Le pétrole brut West Texas Intermediate (WTI) a bondi de 7,5 % pour s'échanger à 101,52 $ le baril après que le président Donald Trump a menacé d'imposer un tarif douanier général de 50 % à tout pays fournissant des armes militaires à l'Iran, injectant un nouveau risque géopolitique sur les marchés de l'énergie. Cette initiative met en garde des fournisseurs majeurs comme la Chine et la Russie, alors même qu'un fragile cessez-le-feu de deux semaines avec l'Iran est en vigueur.
« Un pays fournissant des armes militaires à l'Iran sera immédiatement taxé sur tous les biens vendus aux États-Unis d'Amérique, à hauteur de 50 %, avec effet immédiat », a écrit Trump dans une publication sur Truth Social, ajoutant qu'il n'y aurait « aucune exclusion ni exception ! »

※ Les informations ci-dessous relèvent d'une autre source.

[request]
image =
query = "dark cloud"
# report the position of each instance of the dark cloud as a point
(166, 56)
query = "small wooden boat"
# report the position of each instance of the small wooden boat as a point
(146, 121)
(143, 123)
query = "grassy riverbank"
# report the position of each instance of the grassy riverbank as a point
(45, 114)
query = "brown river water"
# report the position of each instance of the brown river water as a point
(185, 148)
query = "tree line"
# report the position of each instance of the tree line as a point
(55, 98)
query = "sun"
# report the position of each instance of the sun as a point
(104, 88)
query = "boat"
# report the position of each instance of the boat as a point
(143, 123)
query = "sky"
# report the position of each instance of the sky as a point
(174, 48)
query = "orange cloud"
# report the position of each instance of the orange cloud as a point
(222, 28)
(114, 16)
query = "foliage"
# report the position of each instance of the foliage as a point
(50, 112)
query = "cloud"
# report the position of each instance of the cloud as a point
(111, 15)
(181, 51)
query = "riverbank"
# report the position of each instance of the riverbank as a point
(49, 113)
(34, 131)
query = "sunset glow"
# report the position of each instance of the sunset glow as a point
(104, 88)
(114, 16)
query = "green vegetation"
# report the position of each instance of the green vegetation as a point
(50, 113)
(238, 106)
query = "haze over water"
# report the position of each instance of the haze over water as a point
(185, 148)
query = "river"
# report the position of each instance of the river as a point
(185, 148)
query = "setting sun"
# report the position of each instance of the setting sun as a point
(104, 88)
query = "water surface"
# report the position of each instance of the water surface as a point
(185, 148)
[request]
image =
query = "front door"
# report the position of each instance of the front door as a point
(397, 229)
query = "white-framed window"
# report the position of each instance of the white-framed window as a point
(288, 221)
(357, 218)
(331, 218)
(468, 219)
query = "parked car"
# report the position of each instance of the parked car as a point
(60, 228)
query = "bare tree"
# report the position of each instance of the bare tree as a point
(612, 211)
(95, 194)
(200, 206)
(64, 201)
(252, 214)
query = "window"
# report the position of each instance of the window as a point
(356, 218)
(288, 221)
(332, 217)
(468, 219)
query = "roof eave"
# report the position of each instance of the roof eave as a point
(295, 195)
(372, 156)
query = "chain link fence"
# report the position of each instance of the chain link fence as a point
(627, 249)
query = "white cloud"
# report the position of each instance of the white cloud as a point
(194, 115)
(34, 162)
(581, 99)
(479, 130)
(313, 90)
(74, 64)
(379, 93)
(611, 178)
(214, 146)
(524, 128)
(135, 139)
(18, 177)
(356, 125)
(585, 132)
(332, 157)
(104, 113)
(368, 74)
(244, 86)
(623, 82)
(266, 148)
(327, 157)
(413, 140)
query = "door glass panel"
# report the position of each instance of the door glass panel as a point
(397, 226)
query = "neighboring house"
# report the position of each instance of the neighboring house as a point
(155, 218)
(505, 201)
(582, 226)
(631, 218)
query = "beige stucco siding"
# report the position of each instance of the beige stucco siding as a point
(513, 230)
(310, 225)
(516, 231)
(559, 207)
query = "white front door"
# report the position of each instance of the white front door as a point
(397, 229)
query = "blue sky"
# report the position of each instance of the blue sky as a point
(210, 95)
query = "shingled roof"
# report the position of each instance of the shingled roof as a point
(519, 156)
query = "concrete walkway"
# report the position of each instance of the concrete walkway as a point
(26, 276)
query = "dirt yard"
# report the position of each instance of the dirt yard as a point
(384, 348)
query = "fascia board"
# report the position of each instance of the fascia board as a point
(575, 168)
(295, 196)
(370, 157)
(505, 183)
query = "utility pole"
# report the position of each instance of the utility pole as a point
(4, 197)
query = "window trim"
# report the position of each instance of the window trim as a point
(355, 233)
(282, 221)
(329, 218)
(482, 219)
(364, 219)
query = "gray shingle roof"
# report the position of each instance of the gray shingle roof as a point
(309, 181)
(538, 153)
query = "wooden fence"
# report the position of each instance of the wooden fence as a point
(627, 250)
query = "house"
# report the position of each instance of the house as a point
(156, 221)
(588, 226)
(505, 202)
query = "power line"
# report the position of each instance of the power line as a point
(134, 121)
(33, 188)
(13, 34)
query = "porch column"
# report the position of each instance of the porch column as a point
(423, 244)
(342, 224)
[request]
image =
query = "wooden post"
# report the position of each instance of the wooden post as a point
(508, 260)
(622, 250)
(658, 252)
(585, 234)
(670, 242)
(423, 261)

Cette menace fait suite à une déclaration du directeur du Conseil économique national, Kevin Hassett, qui a suggéré que le président a l'autorité de promulguer de tels tarifs en vertu de l'International Emergency Economic Powers Act (IEEPA) de 1977. Cette affirmation prépare le terrain pour un potentiel conflit juridique, car la Cour suprême a précédemment statué que l'IEEPA « n'autorisait pas le président à imposer des tarifs douaniers ».
Le tarif proposé augmente les enjeux pour l'économie mondiale, risquant de perturber les approvisionnements énergétiques d'une région productrice de pétrole majeure et d'alimenter l'inflation. L'administration fait face à un parcours juridique difficile, d'autres autorités comme la loi sur les tarifs douaniers de 1930 étant considérées comme une extension juridique discutable. La menace complique également les efforts diplomatiques, y compris un sommet très attendu entre Trump et le dirigeant chinois Xi Jinping le mois prochain.
La justification juridique de l'administration pour ce tarif reste floue. Alors que Hassett a pointé du doigt l'IEEPA, citant un « état de conflit », les experts juridiques sont sceptiques compte tenu de la décision récente de la Cour suprême de limiter les pouvoirs du président en vertu de cet acte. La Maison-Blanche pourrait alternativement engager une action en vertu de la section 338 de la loi sur les tarifs douaniers de 1930, qui permet des tarifs allant jusqu'à 50 %. Cependant, ce statut est destiné à lutter contre les pratiques commerciales discriminatoires envers les produits américains, ce qui rend son application aux ventes d'armes par des tiers à l'Iran une interprétation inédite et potentiellement contestable.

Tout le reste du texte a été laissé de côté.